The crude fat was higher in both bran samples, as compared to other anatomical parts of the sorghum grain.

Compared to the whole grain, white sorghum bran had 120.7% higher crude fat, and brown sorghum bran flours had 81.3% higher crude fat.

Sorghum holds its own, with advantages

When comparing sorghum with the top grains world-wide, it holds up well for macro-nutrients, says Dr Kesa. Compared to corn (maize), wheat, rice, barley, and oats; sorghum contains similar ranges of protein, crude fibre, carbohydrates and minerals.

Generally speaking, there is need for changing dietary choices to locally available food sources, says Dr Kesa. Sorghum will be a good choice in Southern Africa as it is available, says Dr Kesa.

Sorghum is naturally gluten-free, which means it does not contain gluten, a protein complex found in wheat, barley, and rye. This makes sorghum a safe and suitable grain for individuals who need to follow a gluten-free diet due to conditions like celiac disease or non-celiac gluten sensitivity, she says.

“Also, sorghum has been found to contain resistant starch, which is a type of dietary fibre that resists digestion in the small intestine.

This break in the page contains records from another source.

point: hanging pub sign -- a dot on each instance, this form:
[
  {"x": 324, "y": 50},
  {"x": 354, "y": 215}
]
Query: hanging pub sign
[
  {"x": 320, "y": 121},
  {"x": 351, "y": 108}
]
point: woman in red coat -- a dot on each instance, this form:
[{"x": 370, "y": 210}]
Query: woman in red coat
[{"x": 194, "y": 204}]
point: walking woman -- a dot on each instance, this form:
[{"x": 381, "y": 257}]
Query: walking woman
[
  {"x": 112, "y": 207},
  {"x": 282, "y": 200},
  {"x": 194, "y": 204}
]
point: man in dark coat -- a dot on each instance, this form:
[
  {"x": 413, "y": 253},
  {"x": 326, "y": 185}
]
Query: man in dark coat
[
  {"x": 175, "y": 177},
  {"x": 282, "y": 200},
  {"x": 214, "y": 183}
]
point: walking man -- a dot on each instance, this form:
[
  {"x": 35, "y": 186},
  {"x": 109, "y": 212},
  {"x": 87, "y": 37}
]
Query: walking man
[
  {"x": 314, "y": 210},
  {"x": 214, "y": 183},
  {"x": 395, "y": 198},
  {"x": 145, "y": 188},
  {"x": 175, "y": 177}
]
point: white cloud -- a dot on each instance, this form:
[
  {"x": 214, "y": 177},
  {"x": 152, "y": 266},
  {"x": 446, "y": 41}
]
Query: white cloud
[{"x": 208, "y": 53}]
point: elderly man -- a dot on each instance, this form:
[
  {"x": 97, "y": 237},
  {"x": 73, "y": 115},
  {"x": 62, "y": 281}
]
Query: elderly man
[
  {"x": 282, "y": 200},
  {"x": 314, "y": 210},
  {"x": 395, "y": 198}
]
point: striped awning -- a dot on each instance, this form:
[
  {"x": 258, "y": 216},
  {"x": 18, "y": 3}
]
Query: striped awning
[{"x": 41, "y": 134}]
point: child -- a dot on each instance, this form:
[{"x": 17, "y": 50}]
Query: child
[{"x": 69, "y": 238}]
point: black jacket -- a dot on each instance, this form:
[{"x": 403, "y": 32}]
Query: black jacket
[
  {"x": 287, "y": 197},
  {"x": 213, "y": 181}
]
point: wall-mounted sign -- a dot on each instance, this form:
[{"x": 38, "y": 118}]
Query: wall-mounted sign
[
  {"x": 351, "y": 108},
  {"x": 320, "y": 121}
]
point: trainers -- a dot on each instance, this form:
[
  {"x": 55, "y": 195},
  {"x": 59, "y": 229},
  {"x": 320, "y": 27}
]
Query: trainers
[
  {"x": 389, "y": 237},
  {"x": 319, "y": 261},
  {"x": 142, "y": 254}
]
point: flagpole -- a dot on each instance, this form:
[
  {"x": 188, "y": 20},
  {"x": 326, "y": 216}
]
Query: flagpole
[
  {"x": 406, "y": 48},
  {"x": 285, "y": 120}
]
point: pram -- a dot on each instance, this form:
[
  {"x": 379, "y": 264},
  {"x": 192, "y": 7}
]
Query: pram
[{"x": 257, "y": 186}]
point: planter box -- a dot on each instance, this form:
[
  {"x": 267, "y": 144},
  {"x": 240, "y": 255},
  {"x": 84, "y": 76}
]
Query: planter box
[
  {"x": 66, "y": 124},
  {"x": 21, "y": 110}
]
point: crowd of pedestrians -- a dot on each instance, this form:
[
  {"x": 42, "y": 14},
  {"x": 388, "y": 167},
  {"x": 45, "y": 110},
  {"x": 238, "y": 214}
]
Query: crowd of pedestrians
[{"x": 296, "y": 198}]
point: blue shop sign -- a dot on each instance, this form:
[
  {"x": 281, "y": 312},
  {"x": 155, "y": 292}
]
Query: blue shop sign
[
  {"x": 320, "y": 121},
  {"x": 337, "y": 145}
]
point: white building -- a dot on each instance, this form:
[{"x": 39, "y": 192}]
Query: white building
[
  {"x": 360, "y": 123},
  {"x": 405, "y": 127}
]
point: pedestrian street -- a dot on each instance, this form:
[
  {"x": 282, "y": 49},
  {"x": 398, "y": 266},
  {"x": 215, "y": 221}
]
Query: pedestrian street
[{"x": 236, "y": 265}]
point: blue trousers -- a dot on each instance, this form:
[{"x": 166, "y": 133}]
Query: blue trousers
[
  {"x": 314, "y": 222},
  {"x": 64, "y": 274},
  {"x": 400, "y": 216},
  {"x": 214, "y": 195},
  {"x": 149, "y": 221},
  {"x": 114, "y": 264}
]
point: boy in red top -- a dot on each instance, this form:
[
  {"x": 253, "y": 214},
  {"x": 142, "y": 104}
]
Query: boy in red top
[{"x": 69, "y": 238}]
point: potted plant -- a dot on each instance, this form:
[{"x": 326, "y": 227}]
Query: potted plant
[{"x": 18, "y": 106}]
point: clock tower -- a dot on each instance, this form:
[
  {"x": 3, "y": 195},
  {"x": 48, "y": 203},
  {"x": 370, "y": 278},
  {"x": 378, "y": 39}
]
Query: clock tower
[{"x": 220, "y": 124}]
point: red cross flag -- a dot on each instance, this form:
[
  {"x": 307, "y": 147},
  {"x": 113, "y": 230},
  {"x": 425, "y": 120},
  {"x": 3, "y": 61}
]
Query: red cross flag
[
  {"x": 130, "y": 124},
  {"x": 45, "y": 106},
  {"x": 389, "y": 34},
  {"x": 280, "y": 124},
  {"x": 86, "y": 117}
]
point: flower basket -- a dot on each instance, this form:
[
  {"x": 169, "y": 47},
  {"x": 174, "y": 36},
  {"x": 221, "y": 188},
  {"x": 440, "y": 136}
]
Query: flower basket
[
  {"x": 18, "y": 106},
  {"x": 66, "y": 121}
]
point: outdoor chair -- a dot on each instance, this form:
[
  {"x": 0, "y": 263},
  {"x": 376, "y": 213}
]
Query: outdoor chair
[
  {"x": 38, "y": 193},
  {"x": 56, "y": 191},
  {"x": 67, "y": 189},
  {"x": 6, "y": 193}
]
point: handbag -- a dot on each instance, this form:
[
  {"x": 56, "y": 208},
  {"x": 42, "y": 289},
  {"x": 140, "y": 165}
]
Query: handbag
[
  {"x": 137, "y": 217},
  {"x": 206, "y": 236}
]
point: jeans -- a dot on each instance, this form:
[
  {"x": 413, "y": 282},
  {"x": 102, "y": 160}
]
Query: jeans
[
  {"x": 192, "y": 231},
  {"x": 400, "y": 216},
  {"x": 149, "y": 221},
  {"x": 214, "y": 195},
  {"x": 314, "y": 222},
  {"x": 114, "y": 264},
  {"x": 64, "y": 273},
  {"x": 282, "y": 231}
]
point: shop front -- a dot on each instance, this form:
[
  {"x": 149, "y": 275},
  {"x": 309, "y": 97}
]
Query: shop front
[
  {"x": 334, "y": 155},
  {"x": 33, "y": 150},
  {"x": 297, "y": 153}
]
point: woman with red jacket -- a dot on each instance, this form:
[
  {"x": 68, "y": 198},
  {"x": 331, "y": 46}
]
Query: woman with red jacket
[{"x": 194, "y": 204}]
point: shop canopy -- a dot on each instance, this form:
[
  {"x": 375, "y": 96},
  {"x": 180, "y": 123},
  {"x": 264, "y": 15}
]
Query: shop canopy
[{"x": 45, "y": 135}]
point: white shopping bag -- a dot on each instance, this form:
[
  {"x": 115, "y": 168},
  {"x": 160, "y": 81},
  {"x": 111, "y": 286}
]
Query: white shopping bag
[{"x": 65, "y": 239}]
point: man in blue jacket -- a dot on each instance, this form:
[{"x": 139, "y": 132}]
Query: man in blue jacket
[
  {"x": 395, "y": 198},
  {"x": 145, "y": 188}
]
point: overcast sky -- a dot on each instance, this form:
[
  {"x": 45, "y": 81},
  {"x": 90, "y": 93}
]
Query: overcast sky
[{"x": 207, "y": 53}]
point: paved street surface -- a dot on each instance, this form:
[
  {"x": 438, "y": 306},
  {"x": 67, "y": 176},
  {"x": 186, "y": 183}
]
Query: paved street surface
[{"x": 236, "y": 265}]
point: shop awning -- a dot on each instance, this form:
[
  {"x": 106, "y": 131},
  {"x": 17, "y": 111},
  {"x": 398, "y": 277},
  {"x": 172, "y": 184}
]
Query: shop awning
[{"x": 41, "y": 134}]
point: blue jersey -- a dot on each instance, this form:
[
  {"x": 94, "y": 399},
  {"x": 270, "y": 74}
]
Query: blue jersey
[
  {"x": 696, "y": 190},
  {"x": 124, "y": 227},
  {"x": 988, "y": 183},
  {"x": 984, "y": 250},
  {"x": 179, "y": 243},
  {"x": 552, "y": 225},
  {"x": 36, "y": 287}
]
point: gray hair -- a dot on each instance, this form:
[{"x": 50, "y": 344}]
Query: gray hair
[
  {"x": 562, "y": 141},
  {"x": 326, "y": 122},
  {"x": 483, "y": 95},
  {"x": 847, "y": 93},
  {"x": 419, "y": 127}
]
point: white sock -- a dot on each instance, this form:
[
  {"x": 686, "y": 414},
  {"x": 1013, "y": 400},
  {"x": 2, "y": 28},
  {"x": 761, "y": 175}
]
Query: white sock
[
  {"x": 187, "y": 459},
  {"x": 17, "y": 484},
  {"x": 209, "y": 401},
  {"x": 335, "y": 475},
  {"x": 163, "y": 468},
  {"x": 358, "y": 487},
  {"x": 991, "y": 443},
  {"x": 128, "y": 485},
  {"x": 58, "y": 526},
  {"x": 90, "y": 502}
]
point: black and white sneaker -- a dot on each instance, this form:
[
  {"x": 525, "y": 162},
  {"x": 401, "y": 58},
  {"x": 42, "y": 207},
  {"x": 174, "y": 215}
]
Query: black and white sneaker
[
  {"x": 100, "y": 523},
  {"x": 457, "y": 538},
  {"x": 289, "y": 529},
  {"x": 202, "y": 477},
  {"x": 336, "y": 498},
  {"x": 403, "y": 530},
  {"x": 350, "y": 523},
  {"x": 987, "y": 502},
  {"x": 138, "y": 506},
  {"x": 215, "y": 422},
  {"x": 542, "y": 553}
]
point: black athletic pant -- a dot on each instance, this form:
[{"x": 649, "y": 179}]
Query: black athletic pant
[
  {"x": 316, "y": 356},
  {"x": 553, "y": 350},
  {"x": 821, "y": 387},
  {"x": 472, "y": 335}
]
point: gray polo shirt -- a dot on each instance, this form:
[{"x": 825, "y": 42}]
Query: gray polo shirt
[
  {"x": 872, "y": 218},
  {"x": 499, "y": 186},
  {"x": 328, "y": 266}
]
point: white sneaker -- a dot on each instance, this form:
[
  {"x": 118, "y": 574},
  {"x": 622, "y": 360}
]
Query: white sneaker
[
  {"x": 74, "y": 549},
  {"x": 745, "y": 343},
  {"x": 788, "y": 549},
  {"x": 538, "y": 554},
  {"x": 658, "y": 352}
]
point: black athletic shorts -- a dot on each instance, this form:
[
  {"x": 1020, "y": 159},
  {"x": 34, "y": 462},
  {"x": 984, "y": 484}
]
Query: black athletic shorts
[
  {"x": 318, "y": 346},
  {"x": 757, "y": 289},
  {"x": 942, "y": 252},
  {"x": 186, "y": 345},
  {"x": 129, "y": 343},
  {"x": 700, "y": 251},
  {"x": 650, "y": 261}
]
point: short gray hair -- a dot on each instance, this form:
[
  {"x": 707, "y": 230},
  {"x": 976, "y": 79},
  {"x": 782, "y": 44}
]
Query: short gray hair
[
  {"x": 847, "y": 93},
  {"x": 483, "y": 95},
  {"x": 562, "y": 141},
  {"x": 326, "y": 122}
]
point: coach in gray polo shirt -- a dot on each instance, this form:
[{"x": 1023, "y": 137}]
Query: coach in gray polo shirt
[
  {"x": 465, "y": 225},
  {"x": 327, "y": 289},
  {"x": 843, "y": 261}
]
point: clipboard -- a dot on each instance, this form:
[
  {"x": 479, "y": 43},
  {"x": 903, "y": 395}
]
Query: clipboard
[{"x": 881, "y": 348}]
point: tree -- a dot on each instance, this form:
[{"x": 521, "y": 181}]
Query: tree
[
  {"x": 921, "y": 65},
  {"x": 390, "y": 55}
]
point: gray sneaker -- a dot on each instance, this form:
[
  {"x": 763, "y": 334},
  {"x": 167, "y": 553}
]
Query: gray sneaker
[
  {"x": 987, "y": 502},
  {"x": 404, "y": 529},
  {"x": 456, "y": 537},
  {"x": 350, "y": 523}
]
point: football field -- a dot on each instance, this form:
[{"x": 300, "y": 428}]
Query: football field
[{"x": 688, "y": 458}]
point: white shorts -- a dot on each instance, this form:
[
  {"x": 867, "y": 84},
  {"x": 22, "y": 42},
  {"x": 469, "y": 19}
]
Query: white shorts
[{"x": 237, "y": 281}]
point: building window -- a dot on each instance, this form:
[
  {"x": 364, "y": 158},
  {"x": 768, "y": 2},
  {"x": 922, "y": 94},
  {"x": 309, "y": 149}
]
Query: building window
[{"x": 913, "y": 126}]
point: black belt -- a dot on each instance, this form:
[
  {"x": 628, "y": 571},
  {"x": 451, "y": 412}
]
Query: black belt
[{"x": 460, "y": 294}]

Resistant starch can have positive effects on gut health by promoting the growth of beneficial gut bacteria and contributing to improved digestion.

“Sorghum has a relatively low glycemic index (GI) compared to some other grains. Foods with a lower GI can help regulate blood sugar levels, which is particularly important for people with diabetes.”

Disaster relief options

Because of these properties, sorghum can also be a versatile and local resource for disaster relief efforts, says Kesa.

“In emergency situations where communities are at risk of protein and micronutrient deficits, soy-fortified sorghum grits are a good alternative. The use of sorghum in such emergency response in disasters can create livelihoods, improve nutrition, and promote sustainable agriculture.

“Sorghum grain and bran can also be used as animal feed, providing a source of nutrition for livestock during and after disasters. Livestock are most times critical for the livelihoods of communities, so maintaining their health and productivity is essential for long term recovery,” she says.

Consuming sorghum as a wholegrain, or using its bran in food preparation and formulation, translates to consumption of more fibre. This is beneficial to the gut, immune system and health generally.